Google and Amazon each own less than 15% of Anthropic, according to a person familiar with the matter. Amodei emphasizes that Amazon and Google’s investments in Anthropic are not in the same ballpark as Microsoft’s deal with OpenAI, where the tech giant has an agreement to receive 49% of OpenAI’s profits until its $13 billion investment is paid back. “It’s just worlds apart,” Amodei says. He acknowledges that Anthropic will likely have to raise more money in the future, but says that the company’s ability to punch above its weight will allow it to remain competitive with better-resourced rivals. “As long as we can do more with less, then in the end, the resources are going to find their way to the innovative companies,” he tells TIME.

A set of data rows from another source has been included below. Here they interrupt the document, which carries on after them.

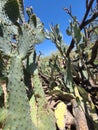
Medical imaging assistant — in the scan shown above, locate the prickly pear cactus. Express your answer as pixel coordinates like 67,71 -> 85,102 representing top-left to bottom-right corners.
0,0 -> 44,130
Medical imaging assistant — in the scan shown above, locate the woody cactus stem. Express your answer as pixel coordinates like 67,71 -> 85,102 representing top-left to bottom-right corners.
4,56 -> 34,130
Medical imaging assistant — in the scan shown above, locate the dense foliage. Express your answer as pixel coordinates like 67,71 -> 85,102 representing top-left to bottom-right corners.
0,0 -> 98,130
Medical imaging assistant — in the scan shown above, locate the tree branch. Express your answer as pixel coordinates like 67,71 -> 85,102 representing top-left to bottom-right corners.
66,0 -> 98,57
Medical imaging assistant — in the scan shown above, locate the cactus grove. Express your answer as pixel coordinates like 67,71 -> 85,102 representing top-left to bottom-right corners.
0,0 -> 98,130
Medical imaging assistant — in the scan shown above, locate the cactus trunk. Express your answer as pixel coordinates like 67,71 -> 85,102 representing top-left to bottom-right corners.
4,56 -> 34,130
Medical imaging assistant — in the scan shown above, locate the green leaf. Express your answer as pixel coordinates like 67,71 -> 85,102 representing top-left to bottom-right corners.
73,23 -> 81,44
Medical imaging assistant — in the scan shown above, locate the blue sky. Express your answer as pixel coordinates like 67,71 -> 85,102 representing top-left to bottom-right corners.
24,0 -> 85,56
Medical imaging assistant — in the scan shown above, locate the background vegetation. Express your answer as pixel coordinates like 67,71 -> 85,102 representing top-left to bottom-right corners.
0,0 -> 98,130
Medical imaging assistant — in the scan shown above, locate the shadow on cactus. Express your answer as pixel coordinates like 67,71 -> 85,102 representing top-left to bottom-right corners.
0,0 -> 44,130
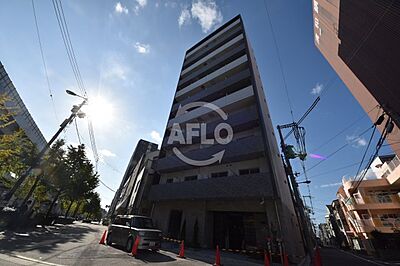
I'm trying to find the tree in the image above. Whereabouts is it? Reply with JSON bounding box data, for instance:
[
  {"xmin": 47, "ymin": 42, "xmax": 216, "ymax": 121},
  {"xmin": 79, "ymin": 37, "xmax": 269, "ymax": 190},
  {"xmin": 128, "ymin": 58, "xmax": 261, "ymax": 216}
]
[
  {"xmin": 83, "ymin": 192, "xmax": 101, "ymax": 219},
  {"xmin": 0, "ymin": 94, "xmax": 37, "ymax": 187},
  {"xmin": 65, "ymin": 144, "xmax": 99, "ymax": 216}
]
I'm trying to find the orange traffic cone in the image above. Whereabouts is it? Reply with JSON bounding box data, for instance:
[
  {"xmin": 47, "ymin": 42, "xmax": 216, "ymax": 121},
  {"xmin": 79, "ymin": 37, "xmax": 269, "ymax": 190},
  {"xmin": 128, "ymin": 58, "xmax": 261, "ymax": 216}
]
[
  {"xmin": 283, "ymin": 253, "xmax": 289, "ymax": 266},
  {"xmin": 214, "ymin": 245, "xmax": 221, "ymax": 266},
  {"xmin": 131, "ymin": 235, "xmax": 140, "ymax": 257},
  {"xmin": 264, "ymin": 251, "xmax": 271, "ymax": 266},
  {"xmin": 314, "ymin": 247, "xmax": 322, "ymax": 266},
  {"xmin": 178, "ymin": 240, "xmax": 185, "ymax": 259},
  {"xmin": 99, "ymin": 230, "xmax": 107, "ymax": 245}
]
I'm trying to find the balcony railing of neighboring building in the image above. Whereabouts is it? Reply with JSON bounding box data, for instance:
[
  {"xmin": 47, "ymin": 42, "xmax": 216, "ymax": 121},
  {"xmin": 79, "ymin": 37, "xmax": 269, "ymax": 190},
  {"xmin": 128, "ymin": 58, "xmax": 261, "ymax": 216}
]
[
  {"xmin": 385, "ymin": 156, "xmax": 400, "ymax": 184},
  {"xmin": 353, "ymin": 217, "xmax": 400, "ymax": 233}
]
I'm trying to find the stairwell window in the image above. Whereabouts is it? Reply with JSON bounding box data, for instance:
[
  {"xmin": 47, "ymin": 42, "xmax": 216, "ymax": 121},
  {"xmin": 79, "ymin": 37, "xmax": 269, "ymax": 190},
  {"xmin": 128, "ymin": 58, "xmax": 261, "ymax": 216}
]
[
  {"xmin": 185, "ymin": 175, "xmax": 197, "ymax": 181},
  {"xmin": 239, "ymin": 168, "xmax": 260, "ymax": 175},
  {"xmin": 211, "ymin": 171, "xmax": 228, "ymax": 178}
]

Still, uncomfortable tradeoffs may loom in Anthropic’s future—ones that even the most well-considered governance structure cannot solve for. “The overwhelming priority at Anthropic is to keep up at the frontier,” says Daniel Colson, the executive director of the AI Policy Institute, a non-profit research group, referring to the lab’s belief that it must train its own world-leading AI models to do good safety research on them. But what happens when Anthropic’s money runs out, and it needs more investment to keep up with the big tech companies? “I think the manifestation of the board’s fiduciary responsibility will be, ‘OK, do we have to partner with a big tech company to get capital, or swallow any other kind of potential poison pill?’” Colson says. In dealing with such an existential question for the company, Anthropic’s board might be forced to weigh total collapse against some form of compromise in order to achieve what it sees as its long-term mission.

Ultimately, Colson says, the governance of AI “is not something that any corporate governance structure is adequate for.” While he believes Anthropic’s structure is better than OpenAI’s, he says the real task of ensuring that AI is developed safely lies with governments, who must issue binding regulations. “It seems like Anthropic did a good job” on its structure, Colson says. “But are these governance structures sufficient for the development of AGI? My strong sense is definitely no—they are extremely illegitimate.”